ПРЕДИСЛОВИЕ

Глава V ЖИЗНЬ  НА  ОСТРОВЕ

Это была шхуна, захо­дившая на остров на несколько часов раз в полмесяца. Рейсами этой шхуны да редкими визитами кораблей голландской пароходной компании или случайных яхт ограничивались связи Инагуа с внешним миром. С упав­шим сердцем я уселся на стул и застучал по клавишам ржавой пишущей машинки.

Трудно было сознаться в неудаче, но еще труднее признать, что ей нет оправдания. Только крайним утом­лением после шторма молено объяснить то, что мы отказались от несения вахты, когда легли в дрейф у незна­комых берегов. Что я мог сказать в свое оправдание? Я описал все как можно проще. В тот вечер, когда ушла шхуна, меня охватило глубокое уныние, почти депрессия, которую я не мог преодолеть. Даже прибой, эхом отда­вавшийся от стен хижины, нагонял на меня тоску. Но еще хуже мне стало несколько недель спустя, когда я провожал прощальным взглядом белую фигуру Колмана, стоявшего на палубе парохода, зашедшего на остров по пути на север. Уоли вызвали домой. Он был веселым спутником, и мне было очень жаль расставаться с ним. В ту ночь наша маленькая хижина казалась особенно пустой; ветер дул сильнее обычного, завывая в листьях крыши и задувая лампу; пришлось поставить ее пониже и завесить парусиной. Впоследствии мне один только раз довелось испытать подобное гнетущее чувство тоски; это было, когда я искал гнездовья фламинго. Часами я лежал без сна, ворочаясь на койке и прислушиваясь к шороху листьев и глухому, монотонному гулу прибоя.

Тем не менее я не мог долго унывать: слишком хо­рошо было на Инагуа и слишком много было у меня ра­боты. Жизнь в одиночку, хотя порой она и была для меня сущей пыткой, начала приобретать характер увлекатель­ного приключения.

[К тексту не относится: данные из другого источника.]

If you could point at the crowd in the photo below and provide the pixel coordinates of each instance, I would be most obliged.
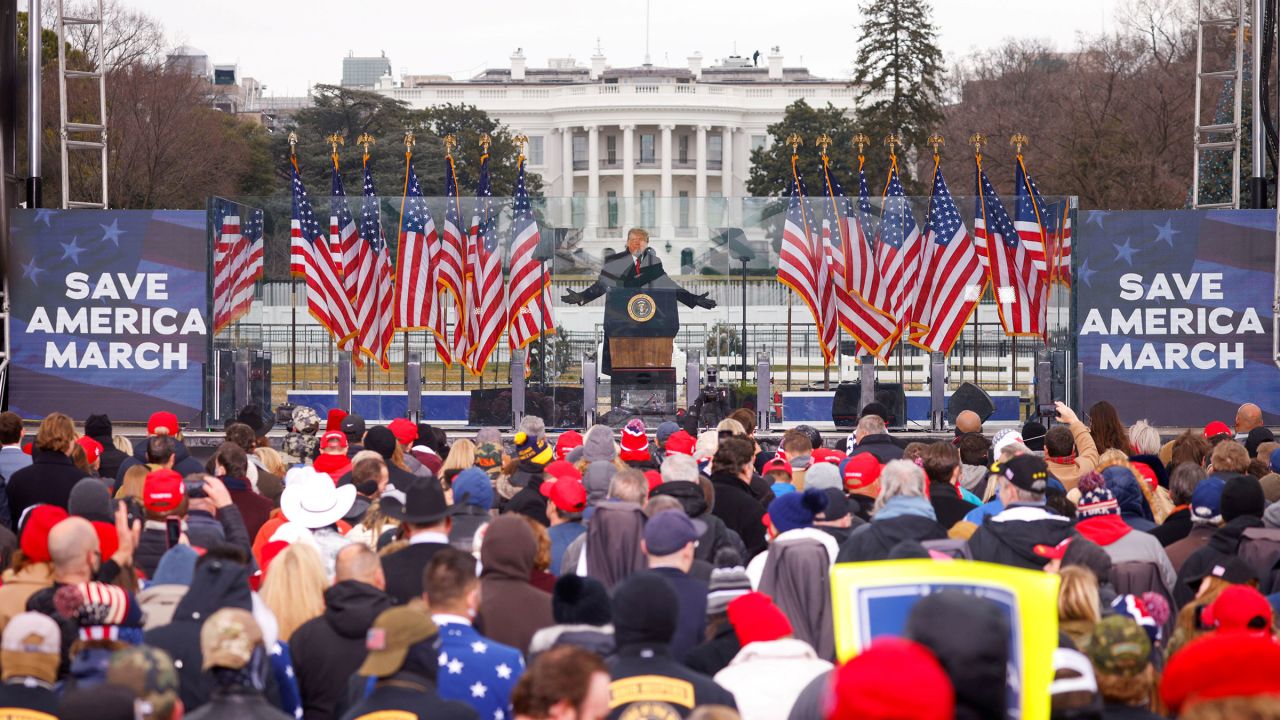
(365, 572)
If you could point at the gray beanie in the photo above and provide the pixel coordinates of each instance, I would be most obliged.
(91, 500)
(823, 475)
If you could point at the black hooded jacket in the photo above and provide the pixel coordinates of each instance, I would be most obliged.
(328, 650)
(874, 541)
(215, 584)
(1013, 542)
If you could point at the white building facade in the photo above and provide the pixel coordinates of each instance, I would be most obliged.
(667, 149)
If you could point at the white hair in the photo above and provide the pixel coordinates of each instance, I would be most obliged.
(900, 478)
(1144, 437)
(680, 469)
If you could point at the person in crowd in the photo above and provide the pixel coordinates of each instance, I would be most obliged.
(873, 437)
(474, 669)
(1069, 449)
(668, 543)
(1011, 536)
(1242, 506)
(234, 659)
(731, 477)
(1098, 519)
(511, 609)
(643, 671)
(328, 650)
(161, 423)
(1182, 486)
(772, 666)
(891, 679)
(565, 683)
(31, 569)
(472, 497)
(566, 501)
(977, 659)
(901, 513)
(51, 474)
(231, 465)
(941, 463)
(30, 651)
(1120, 651)
(425, 524)
(584, 618)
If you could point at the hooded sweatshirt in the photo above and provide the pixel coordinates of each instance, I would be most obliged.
(900, 519)
(328, 650)
(215, 584)
(511, 610)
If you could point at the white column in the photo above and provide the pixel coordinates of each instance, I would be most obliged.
(629, 176)
(666, 220)
(567, 176)
(727, 173)
(700, 183)
(593, 180)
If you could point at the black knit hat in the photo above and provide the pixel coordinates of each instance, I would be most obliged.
(580, 601)
(644, 610)
(1242, 495)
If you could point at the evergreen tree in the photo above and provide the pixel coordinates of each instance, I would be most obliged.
(899, 78)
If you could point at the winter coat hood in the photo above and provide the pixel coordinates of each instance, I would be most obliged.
(508, 550)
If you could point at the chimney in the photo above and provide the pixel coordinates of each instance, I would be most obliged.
(517, 64)
(598, 65)
(695, 65)
(775, 63)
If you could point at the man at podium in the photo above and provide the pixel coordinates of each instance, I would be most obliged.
(636, 268)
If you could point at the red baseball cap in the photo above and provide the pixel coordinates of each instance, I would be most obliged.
(680, 442)
(333, 437)
(403, 431)
(92, 449)
(165, 420)
(1217, 428)
(1239, 609)
(860, 470)
(561, 469)
(161, 491)
(566, 493)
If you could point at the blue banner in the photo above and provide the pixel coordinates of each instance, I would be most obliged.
(1174, 313)
(108, 313)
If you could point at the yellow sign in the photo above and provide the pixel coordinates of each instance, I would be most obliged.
(874, 598)
(641, 308)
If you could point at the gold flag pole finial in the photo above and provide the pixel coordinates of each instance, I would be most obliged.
(823, 141)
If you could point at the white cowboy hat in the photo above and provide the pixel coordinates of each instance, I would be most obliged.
(314, 501)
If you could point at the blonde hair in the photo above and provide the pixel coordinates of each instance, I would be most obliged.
(295, 586)
(272, 459)
(56, 433)
(462, 455)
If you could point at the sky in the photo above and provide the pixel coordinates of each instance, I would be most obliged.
(289, 45)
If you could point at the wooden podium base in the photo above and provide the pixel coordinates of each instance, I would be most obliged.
(641, 351)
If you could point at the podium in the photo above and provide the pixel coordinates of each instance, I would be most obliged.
(641, 326)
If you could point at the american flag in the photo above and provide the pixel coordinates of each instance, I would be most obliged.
(952, 281)
(897, 254)
(869, 328)
(343, 240)
(529, 292)
(310, 259)
(417, 244)
(1014, 279)
(374, 291)
(799, 261)
(488, 295)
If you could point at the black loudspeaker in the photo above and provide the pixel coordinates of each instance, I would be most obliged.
(844, 406)
(969, 396)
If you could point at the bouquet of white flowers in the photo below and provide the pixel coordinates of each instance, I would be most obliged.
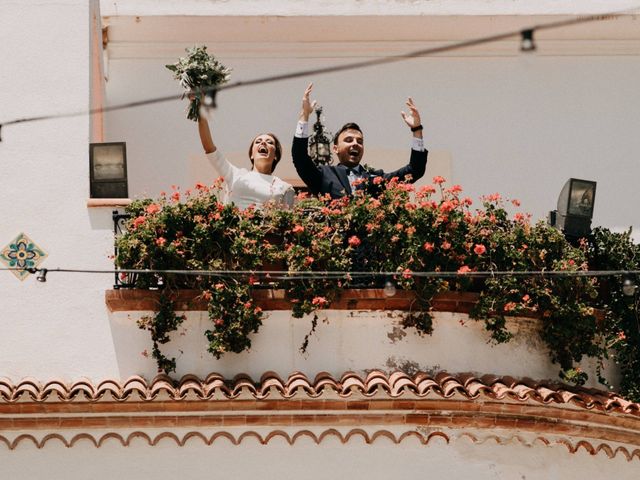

Уже на поляне, где стояла наша хи­жина, происходило много интересного. Стенами хижины владели круглопалые гекконы, крохотные коричневые ящерицы, легко помещавшиеся внутри моего перстня. Их микроскопические лапки с пятью пальцами, как явствует из названия, снабжены липкими подушечками, позволяю­щими ящерице ползать, подобно мухе, вверх ногами по самому гладкому потолку.

Одна из ящериц (это была дама) поселилась в щели лабораторного стола и снесла там гладкое, твердое яичко. Меня поразило, что яйцо по диаметру было боль­ше самой ящерицы. Каким образом ящерица с талией в полсантиметра могла отложить яйцо такого же разме­ра оставалось для меня загадкой до тех пор, пока я не развел целое семейство таких ящериц и не увидел клад­ку яиц. Сидя, словно акушер, перед банкой с ящерица­ми я обнаружил, что в момент кладки яйца его скорлупа совершенно мягкая, словно кожаная, и лишь четверть часа спустя она твердеет, окрашивается в нежно-розовый цвет и яйцо становится круглым. Я. положил крохотные яички в надежное место и в течение двух месяцев каж­дый вечер проверял их. Наконец первый дрожащий мла­денец проделал аккуратное отверстие в стенке своей тюрьмы и вышел навстречу судьбе, готовый решать все те сложные проблемы, которые ставит жизнь перед взрослой ящерицей. У этих самых мелких на земле пре­смыкающихся родители не заботятся о своих отпрысках, не нянчатся с ними,; не тратят драгоценного времени на их обучение и воспитание. В день бракосочетания яйцо обеспечивается всеми учебными пособиями, которые по­надобятся детке. Провидение не забывает далее ничтож­нейших созданий природы.